BACKGROUND 1 ¶6 In 2016, Hong Guang Lin opened Foot Relax Center on property owned by SMA in the Sandy Village Shopping Center. Although Lin lacked the training and licensing to provide massage therapy services in Utah, he began working as a massage therapist at the center. ¶7 In 2020, Plaintiffs each had an appointment with Lin for a foot massage, during which Lin sexually assaulted them. Together, Plaintiffs brought civil claims against SMA and Lin for damages arising from the assaults. As relevant here, Plaintiffs sued SMA under theories of premises liability and negligence. They allege that SMA retained control over the property on which Foot Relax Center was located and that SMA “was responsible for the safety of patrons as invitees during the period in which Lin carried out his sexual assaults on Plaintiffs.” ¶8 More specifically, the premises liability claim alleges that SMA “owed a duty to invitees to act reasonably with regard to the safety of invitees, to discover whether any third party was committing or was likely to commit harmful acts against invitees, and to give warnings adequate to enable invitees to avoid such acts or otherwise to protect invitees from the consequences of such acts.” As for the negligence claim, Plaintiffs assert that SMA “owed a duty to Plaintiffs to use reasonable care in [its] dealings with patrons and invitees of the property.” ¶9 SMA moved to dismiss Plaintiffs’ claims against it under rule 12(b)(6) of the Utah Rules of Civil Procedure. SMA argued that because it had turned over possession of the property to Lin in 2016, and because a landlord is not responsible for its tenant’s torts, it was not liable for Lin’s torts committed four years later. According to SMA, its “duty to business invitees of Mr. Lin’s leased property ended upon transfer of the property,” and it was entitled to be dismissed from the lawsuit because it “owed no independent duty to Plaintiffs.” ¶10 In opposing the motion to dismiss, Plaintiffs countered that SMA “had a duty to verify the licensure of Mr. Lin to perform massages when he signed the lease of the property” given that it

__________________________________________________________ 1 Because this case is before us on appeal of the denial of a

motion to dismiss, we take the factual allegations in the complaint as true. Mower v. Baird, 2018 UT 29, ¶ 5, 422 P.3d 837.

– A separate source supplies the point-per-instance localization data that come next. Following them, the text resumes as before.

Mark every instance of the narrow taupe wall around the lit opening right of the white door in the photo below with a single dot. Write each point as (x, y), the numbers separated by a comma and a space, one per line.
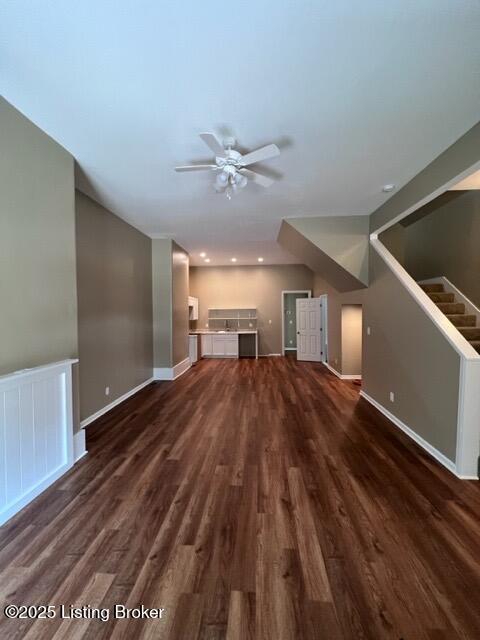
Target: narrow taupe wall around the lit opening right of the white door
(335, 301)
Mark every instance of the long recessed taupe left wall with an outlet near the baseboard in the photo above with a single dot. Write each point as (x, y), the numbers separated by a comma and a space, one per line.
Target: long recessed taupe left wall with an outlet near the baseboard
(114, 280)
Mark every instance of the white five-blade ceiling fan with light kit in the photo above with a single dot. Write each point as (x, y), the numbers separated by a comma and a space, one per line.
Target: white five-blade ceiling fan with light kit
(230, 165)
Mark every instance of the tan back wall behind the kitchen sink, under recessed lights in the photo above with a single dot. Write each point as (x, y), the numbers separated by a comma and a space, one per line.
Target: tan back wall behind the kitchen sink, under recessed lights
(250, 286)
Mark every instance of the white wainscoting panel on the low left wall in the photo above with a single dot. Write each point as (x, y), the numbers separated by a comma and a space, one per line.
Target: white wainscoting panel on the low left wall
(36, 432)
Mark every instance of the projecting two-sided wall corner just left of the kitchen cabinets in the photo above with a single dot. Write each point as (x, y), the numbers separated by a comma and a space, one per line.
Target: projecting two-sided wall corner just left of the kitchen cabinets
(170, 273)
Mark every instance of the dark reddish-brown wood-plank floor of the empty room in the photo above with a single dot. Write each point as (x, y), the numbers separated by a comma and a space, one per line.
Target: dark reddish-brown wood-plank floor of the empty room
(250, 499)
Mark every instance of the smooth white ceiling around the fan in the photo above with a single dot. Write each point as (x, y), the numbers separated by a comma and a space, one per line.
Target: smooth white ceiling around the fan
(356, 94)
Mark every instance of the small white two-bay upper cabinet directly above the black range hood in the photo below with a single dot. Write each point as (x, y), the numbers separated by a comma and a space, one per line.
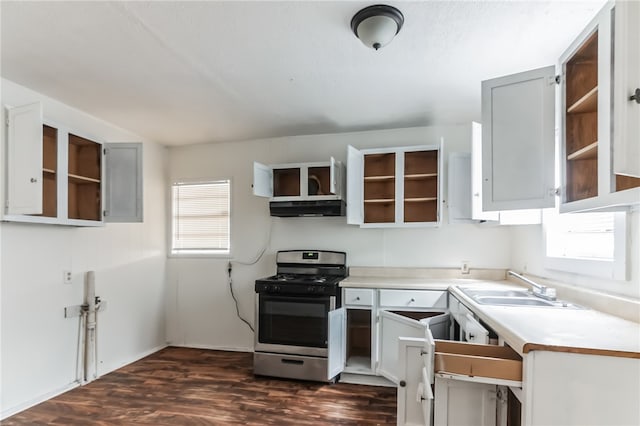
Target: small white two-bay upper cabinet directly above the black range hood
(299, 181)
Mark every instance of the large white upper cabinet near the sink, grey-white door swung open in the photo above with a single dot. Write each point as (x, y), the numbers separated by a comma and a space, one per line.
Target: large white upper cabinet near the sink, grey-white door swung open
(518, 132)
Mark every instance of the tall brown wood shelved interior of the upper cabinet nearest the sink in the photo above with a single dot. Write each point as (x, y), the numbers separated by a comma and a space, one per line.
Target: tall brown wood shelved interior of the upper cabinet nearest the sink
(581, 132)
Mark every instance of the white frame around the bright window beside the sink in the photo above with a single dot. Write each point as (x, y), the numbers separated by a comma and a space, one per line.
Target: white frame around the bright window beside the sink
(616, 269)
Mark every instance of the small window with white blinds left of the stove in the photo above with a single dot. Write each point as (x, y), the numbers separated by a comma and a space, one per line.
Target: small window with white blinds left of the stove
(200, 218)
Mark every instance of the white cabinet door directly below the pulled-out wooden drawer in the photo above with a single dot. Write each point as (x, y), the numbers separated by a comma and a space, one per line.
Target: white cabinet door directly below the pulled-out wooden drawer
(464, 403)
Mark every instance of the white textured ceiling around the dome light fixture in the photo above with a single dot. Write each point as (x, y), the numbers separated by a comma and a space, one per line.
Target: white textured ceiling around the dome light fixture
(182, 72)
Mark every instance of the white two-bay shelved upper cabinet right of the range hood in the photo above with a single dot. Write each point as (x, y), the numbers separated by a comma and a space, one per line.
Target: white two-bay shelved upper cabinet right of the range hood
(395, 187)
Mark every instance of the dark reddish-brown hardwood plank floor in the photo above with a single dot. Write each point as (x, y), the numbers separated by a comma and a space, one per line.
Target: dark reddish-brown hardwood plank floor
(179, 386)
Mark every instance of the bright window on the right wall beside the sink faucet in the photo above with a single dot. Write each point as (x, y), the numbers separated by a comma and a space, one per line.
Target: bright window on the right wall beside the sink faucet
(591, 244)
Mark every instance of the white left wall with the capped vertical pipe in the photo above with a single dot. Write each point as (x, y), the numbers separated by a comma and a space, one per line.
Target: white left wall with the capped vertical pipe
(38, 345)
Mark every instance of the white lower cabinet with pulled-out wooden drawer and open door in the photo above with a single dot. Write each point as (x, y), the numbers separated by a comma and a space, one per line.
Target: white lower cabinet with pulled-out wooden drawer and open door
(460, 383)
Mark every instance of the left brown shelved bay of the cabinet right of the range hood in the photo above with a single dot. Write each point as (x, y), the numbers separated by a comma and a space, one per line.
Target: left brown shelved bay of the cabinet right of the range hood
(379, 188)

3 D.W. v. FPA SANDY MALL ASSOCIATES Opinion of the Court

“is foreseeable that an unlicensed, untrained massage therapist— performing massages on the general public—endangers the safety of the patrons.” According to Plaintiffs, SMA’s failure to verify Lin’s licensure amounted to a breach of its duty to discover and remedy unsafe conditions and to ensure the premises were reasonably safe. In support, Plaintiffs relied on several Utah cases discussing premises liability. For example, they cited Rodriguez v. Kroger Co., 2018 UT 25, ¶¶ 14–15, 422 P.3d 815, which quotes section 344 of the Restatement (Second) of Torts. They also cited Darrington v. Wade, 812 P.2d 452, 458–59 (Utah Ct. App. 1991), which applied section 17.2 of the Restatement (Second) of Property. ¶11 The district court held a hearing on the motion, during which it asked the parties to address the potential applicability of B.R. ex rel. Jeffs v. West, 2012 UT 11, 275 P.3d 228. The court instructed the parties to review Jeffs and then simultaneously submit a few pages indicating “whether or not [Jeffs] is the operative body of law.” But the court cautioned, “Jeffs may be entirely inapplicable in this case.” ¶12 Both sides complied with the request. In Plaintiffs’ supplemental filing, they stated that Jeffs “is indeed informative and controlling regarding the duty SMA owed to third parties/invitees as a landlord and property owner.” Plaintiffs then applied the five Jeffs factors and argued that they weigh in favor of recognizing established duties of care between landowners and invitees. SMA, in turn, used the Jeffs factors to analyze “the issues and facts” of this case. SMA applied each factor to Plaintiffs’ claims and argued that all five factors favored SMA.